Сага о Людях с Песчаного Берега
В Исландию мы шли с простой и невинной целью заработать. Программа наша была коротка: красиво покатать народ на паре праздников, вроде бы там как раз день независимости в Рейкьявике намечается. Ну, может быть, посмотреть на какой-нибудь вулкан. Так что ничего интересного от этой ледяной страны мы не ждали. Что, впрочем, не мешало нам незатейливо развлекаться за ее счет:
– Хваннадальснукюр, – зачитывала Джо по слогам и все дружно принимались ржать.
– По-моему, Брюнхоульскиркья внушительнее, – возражал Рамсес, вырвав у нее из рук карту.
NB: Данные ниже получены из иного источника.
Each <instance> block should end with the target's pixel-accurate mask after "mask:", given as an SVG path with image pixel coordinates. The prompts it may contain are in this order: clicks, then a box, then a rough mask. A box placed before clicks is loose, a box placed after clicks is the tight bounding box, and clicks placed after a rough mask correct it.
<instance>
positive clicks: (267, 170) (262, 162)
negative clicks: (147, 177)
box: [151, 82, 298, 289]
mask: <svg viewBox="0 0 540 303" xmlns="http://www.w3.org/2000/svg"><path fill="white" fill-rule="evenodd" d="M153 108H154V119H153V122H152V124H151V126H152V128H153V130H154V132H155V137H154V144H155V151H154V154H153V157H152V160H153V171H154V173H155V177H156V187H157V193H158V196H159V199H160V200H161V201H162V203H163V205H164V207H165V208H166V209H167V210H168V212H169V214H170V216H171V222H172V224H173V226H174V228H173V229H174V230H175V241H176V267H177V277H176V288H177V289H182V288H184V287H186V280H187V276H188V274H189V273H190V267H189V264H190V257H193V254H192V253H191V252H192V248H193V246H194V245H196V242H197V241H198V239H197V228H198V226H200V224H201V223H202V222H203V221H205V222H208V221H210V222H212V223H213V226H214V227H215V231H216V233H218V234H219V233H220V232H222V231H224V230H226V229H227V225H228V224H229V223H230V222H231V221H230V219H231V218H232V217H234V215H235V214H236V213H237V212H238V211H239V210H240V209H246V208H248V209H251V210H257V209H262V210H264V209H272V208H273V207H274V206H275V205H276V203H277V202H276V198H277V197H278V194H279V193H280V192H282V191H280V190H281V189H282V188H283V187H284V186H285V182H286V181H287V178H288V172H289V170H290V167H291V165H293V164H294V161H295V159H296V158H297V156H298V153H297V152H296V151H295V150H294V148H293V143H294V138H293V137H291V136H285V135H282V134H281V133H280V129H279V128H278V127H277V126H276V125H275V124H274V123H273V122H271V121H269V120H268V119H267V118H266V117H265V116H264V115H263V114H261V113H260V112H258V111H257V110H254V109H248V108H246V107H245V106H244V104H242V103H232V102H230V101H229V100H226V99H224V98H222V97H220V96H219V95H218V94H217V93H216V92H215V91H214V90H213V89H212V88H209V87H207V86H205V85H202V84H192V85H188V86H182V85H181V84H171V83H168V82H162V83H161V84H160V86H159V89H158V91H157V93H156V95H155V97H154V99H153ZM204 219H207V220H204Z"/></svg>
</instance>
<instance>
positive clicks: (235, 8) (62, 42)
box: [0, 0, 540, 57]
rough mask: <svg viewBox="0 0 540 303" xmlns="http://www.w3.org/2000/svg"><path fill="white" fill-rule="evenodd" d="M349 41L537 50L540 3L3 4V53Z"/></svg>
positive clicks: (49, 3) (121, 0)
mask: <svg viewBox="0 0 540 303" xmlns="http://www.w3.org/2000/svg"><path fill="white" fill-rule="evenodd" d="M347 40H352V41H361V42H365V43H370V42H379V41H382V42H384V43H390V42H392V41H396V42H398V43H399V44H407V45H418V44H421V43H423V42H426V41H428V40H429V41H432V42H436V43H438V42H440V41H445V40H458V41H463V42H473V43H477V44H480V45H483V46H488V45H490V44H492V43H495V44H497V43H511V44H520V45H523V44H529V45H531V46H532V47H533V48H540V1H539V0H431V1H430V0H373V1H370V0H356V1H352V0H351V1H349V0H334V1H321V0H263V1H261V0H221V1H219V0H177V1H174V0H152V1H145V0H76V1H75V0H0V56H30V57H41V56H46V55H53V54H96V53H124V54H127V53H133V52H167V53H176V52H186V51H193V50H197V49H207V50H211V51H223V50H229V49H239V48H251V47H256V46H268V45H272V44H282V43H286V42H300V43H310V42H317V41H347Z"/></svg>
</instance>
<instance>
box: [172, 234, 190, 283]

Я помалкивал. Понятно, что англичанке Джо и Рамсесу, в чьем родном языке вообще все слова состоят из трех букв, исландский мог показаться смешным, а уж соскучившейся команде тем более, но мне ничего веселого найти в нем не удавалось.
Мы втроем сидели на баке в компании свободных матросов капитанской вахты. В светлой летней ночи матросы выглядели непривычно, как-то маломатериально, что ли. Удивляло даже, что вполне земные веревки или трубки с обычным табаком – курили мы все вообще из одной пачки – не проходят сквозь полупризрачные руки. Хотя, наверное, я несправедлив. Уровень образования среднего матроса семнадцатого века таков, что смешнее слова «Мирдалсьокудль» действительно может показаться разве что слово «жопа», а уж шутки офицеров смешны по определению, а то мало ли что. Но вот мне как-то уже надоело. Я отвернулся и уставился в сторону, в океан. Атлантика казалась бесконечной и почти гладкой серебристой равниной, чуть подсвеченной так и не зашедшим, несмотря на поздний час, солнцем. Только далеко, почти у самого горизонта, что-то темнело, нарушая эту первозданную гладкость. Я нашарил бинокль, наткнувшись при этом рукой на руку кого-то из ночных матросов и мимоходом удивившись – рука как рука, только чуть холоднее человеческой, но никакого призрачного киселя, и посмотрел на горизонт.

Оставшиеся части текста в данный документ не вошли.